The study found that the number of living children is an important factor associated with contraceptive use. The contraceptive use increases with increasing the number of living children. This finding was found in similar studies by [14, 21, 26-29]. This is not surprising because a woman who has many children tends to limit births. It is known from literature that a small family allows for investment in each child, for instance by paying for their education and health care.

CONCLUSION

The main objective of this study was to identify the socio-economic and demographic factors associated with contraceptive use among married women or women living with their partners of reproductive age in Rwanda. The findings from this study revealed that education level of the woman, wealth index of the household, province of residence, age at first cohabitation, her current age, her working status, the number of living children, preference of number of children by husband or partner compared to that of the wife or partner, religious affiliation, exposure to information on family planning (such as hearing about family planning on the radio, reading newspaper or magazines, visiting health centre, visited by family planning worker, told about family planning at the health centre) were determinants of contraceptive use among married women or women living with partner of reproductive age. It was highlighted that women who listen to the radio, visited the health centre or were visited by the family planning workers and told about family planning, aged between 25-34, working at the period of survey, with higher education level had higher odds of using contraception. The study also considered various two- way interaction effects and only the interaction effect between religious affiliation and woman’s education level was significant. The findings from this study suggested that religious affiliation should also play an important role to explain and inform their adherents on the importance of using a contraceptive method; the findings also suggested improvement about exposure to the information of contraceptive use in health centres, the use of trained health workers in communities and in mass media especially radio, to empower women for access to quality contraceptive use services especially family planning, encourage spousal communication on contraceptive use and to continue improving women’s access to education. Further research is needed to identify the reasons for disparities of contraceptive use among provinces and why the prevalence of contraceptive use among women of childbearing age is higher in Northern province and this may help to address why the prevalence is low in Western province and to highlight the predictors that can increase the use of contraceptives among young women.

LIMITATIONS

The analysis in this study was mainly based on cross-sectional study and this may not draw the causal relationship or effect between contraceptive use and independent variables; only an association can be drawn from this study. A longitudinal study is suggested for future work to identify relevant trends and patterns over time.

AVAILABILITY OF THE DATA

RDHS data are freely available to registered users with permission at http:// dhsprogram.com.data /Rwanda_ Standard-DHS2015.cfm.

FUNDING

The authors received no funding for this study.

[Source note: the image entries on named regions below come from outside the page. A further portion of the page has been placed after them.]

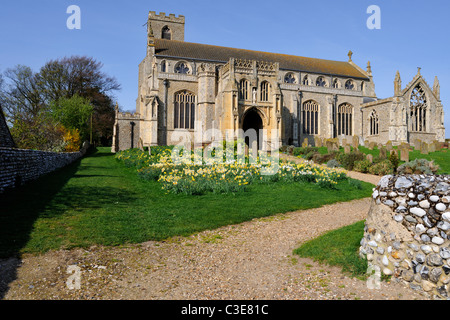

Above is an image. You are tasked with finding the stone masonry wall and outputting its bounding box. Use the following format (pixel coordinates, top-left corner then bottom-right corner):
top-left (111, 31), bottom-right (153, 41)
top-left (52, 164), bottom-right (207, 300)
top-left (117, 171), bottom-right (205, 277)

top-left (360, 175), bottom-right (450, 299)
top-left (0, 144), bottom-right (88, 193)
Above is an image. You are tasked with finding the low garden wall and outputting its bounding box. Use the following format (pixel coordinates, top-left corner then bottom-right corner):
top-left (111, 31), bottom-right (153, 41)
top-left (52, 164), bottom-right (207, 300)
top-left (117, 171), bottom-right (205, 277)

top-left (0, 143), bottom-right (89, 193)
top-left (360, 174), bottom-right (450, 299)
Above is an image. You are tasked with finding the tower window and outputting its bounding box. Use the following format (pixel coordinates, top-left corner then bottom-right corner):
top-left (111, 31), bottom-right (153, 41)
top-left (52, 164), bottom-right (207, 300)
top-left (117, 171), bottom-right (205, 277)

top-left (369, 110), bottom-right (379, 136)
top-left (284, 73), bottom-right (295, 83)
top-left (239, 79), bottom-right (249, 100)
top-left (337, 103), bottom-right (353, 136)
top-left (161, 26), bottom-right (172, 40)
top-left (173, 90), bottom-right (195, 129)
top-left (302, 100), bottom-right (319, 135)
top-left (316, 77), bottom-right (328, 87)
top-left (260, 81), bottom-right (269, 101)
top-left (175, 62), bottom-right (190, 74)
top-left (409, 84), bottom-right (427, 132)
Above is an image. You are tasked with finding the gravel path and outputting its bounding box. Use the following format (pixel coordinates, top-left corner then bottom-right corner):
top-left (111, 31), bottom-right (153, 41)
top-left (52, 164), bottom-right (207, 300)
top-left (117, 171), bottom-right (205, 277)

top-left (0, 156), bottom-right (425, 300)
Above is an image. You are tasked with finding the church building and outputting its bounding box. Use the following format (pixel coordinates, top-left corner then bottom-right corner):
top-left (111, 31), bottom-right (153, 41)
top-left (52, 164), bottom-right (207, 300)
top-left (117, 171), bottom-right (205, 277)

top-left (112, 11), bottom-right (445, 152)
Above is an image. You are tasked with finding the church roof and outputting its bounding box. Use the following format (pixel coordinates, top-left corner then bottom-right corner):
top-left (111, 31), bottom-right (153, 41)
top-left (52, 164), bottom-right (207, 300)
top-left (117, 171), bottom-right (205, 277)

top-left (155, 39), bottom-right (368, 79)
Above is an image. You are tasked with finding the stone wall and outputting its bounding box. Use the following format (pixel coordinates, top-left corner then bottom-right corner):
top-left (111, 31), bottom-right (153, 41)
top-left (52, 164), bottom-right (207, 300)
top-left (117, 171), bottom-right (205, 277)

top-left (360, 175), bottom-right (450, 299)
top-left (0, 143), bottom-right (88, 193)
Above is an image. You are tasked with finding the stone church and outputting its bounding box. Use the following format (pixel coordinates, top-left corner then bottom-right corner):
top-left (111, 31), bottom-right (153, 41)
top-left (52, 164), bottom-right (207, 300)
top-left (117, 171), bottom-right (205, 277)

top-left (112, 11), bottom-right (445, 152)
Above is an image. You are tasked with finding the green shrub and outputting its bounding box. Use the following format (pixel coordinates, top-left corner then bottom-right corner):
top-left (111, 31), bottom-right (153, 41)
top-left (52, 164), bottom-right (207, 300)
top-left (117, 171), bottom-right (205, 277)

top-left (327, 159), bottom-right (341, 168)
top-left (388, 151), bottom-right (400, 172)
top-left (336, 151), bottom-right (365, 170)
top-left (312, 151), bottom-right (340, 166)
top-left (353, 159), bottom-right (373, 173)
top-left (369, 159), bottom-right (393, 176)
top-left (397, 159), bottom-right (439, 174)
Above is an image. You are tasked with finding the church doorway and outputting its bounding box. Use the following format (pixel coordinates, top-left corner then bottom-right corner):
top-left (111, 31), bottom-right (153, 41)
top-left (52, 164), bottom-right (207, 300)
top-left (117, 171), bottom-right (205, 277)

top-left (242, 108), bottom-right (263, 151)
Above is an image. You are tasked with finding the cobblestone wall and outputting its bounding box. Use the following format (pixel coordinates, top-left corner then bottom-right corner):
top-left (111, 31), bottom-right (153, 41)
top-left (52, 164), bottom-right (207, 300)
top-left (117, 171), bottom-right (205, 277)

top-left (0, 144), bottom-right (88, 193)
top-left (360, 175), bottom-right (450, 299)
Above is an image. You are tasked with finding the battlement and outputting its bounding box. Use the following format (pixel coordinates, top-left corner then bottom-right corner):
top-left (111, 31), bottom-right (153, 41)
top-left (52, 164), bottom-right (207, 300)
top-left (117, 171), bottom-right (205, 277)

top-left (148, 11), bottom-right (185, 24)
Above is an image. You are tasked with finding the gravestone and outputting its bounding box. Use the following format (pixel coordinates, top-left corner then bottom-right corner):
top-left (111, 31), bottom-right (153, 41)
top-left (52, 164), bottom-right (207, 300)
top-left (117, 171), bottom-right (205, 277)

top-left (352, 136), bottom-right (359, 149)
top-left (400, 148), bottom-right (409, 162)
top-left (302, 138), bottom-right (308, 148)
top-left (386, 140), bottom-right (393, 152)
top-left (420, 141), bottom-right (428, 154)
top-left (413, 139), bottom-right (422, 150)
top-left (314, 136), bottom-right (323, 148)
top-left (379, 147), bottom-right (387, 159)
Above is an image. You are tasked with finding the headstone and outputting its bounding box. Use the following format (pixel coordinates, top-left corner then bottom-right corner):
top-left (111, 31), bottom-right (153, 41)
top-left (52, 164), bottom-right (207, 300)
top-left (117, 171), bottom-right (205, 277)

top-left (413, 139), bottom-right (422, 150)
top-left (386, 140), bottom-right (393, 152)
top-left (302, 138), bottom-right (308, 148)
top-left (352, 136), bottom-right (359, 149)
top-left (428, 141), bottom-right (436, 152)
top-left (379, 147), bottom-right (387, 159)
top-left (400, 148), bottom-right (409, 162)
top-left (420, 141), bottom-right (429, 154)
top-left (314, 136), bottom-right (323, 148)
top-left (138, 138), bottom-right (144, 151)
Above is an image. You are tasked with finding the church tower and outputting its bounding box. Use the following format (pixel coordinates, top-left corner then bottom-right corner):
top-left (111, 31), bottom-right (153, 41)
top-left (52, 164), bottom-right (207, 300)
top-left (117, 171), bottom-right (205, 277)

top-left (148, 11), bottom-right (184, 41)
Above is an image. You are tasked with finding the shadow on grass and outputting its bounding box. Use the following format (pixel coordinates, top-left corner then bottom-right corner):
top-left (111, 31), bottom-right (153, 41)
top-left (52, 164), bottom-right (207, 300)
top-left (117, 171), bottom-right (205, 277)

top-left (0, 148), bottom-right (134, 299)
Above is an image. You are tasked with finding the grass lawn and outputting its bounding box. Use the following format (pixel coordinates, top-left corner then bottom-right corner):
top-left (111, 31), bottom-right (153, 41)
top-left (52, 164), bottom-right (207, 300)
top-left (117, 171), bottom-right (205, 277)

top-left (0, 148), bottom-right (373, 257)
top-left (294, 221), bottom-right (367, 279)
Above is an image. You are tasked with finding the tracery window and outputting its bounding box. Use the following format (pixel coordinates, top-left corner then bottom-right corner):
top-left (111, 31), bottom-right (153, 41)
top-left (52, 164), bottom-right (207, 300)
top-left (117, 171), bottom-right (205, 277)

top-left (260, 81), bottom-right (269, 101)
top-left (161, 26), bottom-right (172, 40)
top-left (369, 110), bottom-right (379, 136)
top-left (302, 100), bottom-right (319, 135)
top-left (336, 103), bottom-right (353, 136)
top-left (333, 78), bottom-right (341, 89)
top-left (409, 84), bottom-right (427, 132)
top-left (173, 90), bottom-right (195, 129)
top-left (175, 62), bottom-right (190, 74)
top-left (316, 77), bottom-right (327, 87)
top-left (345, 80), bottom-right (355, 90)
top-left (239, 79), bottom-right (249, 100)
top-left (302, 75), bottom-right (309, 86)
top-left (284, 73), bottom-right (295, 83)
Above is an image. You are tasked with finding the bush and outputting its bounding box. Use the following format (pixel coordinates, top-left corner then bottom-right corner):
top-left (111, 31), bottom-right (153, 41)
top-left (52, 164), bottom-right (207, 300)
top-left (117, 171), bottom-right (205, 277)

top-left (336, 151), bottom-right (365, 170)
top-left (369, 159), bottom-right (393, 176)
top-left (327, 159), bottom-right (341, 168)
top-left (312, 151), bottom-right (340, 166)
top-left (397, 159), bottom-right (439, 174)
top-left (353, 159), bottom-right (373, 173)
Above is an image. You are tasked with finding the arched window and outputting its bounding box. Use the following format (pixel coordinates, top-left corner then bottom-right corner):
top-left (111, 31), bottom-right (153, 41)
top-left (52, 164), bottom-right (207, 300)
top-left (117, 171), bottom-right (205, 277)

top-left (302, 75), bottom-right (309, 86)
top-left (302, 100), bottom-right (319, 135)
top-left (161, 26), bottom-right (172, 40)
top-left (239, 79), bottom-right (249, 100)
top-left (175, 62), bottom-right (190, 74)
top-left (345, 80), bottom-right (355, 90)
top-left (333, 78), bottom-right (341, 89)
top-left (284, 73), bottom-right (295, 83)
top-left (316, 77), bottom-right (328, 87)
top-left (173, 90), bottom-right (195, 129)
top-left (337, 103), bottom-right (353, 136)
top-left (409, 84), bottom-right (427, 132)
top-left (260, 81), bottom-right (269, 101)
top-left (369, 110), bottom-right (379, 136)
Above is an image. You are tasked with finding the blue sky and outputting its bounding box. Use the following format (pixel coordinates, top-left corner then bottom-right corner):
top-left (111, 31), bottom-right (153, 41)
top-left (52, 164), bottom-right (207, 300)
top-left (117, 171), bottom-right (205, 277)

top-left (0, 0), bottom-right (450, 138)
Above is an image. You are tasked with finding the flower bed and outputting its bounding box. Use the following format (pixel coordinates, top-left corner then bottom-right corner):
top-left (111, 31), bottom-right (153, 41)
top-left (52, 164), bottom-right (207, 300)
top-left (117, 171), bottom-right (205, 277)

top-left (116, 148), bottom-right (347, 194)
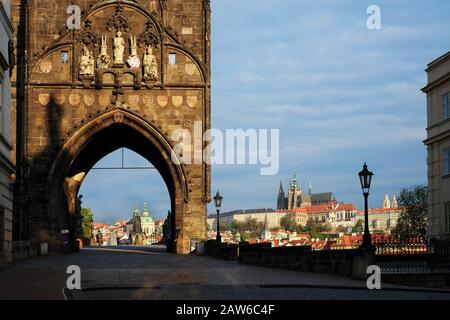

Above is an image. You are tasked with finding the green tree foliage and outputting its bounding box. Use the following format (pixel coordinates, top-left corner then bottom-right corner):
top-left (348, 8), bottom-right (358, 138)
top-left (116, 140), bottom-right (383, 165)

top-left (81, 208), bottom-right (94, 239)
top-left (393, 185), bottom-right (428, 240)
top-left (230, 219), bottom-right (244, 234)
top-left (352, 219), bottom-right (364, 233)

ETHICS APPROVAL AND CONSENT TO PARTICIPATE

This study does not involve any experiment or interaction with human or animal subjects. The study uses secondary data from 2014/2015 RDHS. The 2014/15 RDHS was reviewed and approved by Rwanda National Ethics Committee, National Institute of Statistics of Rwanda and International Review Board of ICF International. We were granted permission by ICF international, Inc. to use these de-identified data.

HUMAN AND ANIMAL RIGHTS

No animals/ humans were used for the studies that are bases of this research.

CONSENT FOR PUBLICATION

Not applicable.

CONFLICT OF INTEREST

The authors declare no potential conflicts of interest with respect to the research, authorship, and/ or publication of this article.

ACKNOWLEDGEMENTS

The authors acknowledge National Institute of Statistics of Rwanda (NISR) [Rwanda], Ministry of Health (MOH) [Rwanda], and ICF International for the data.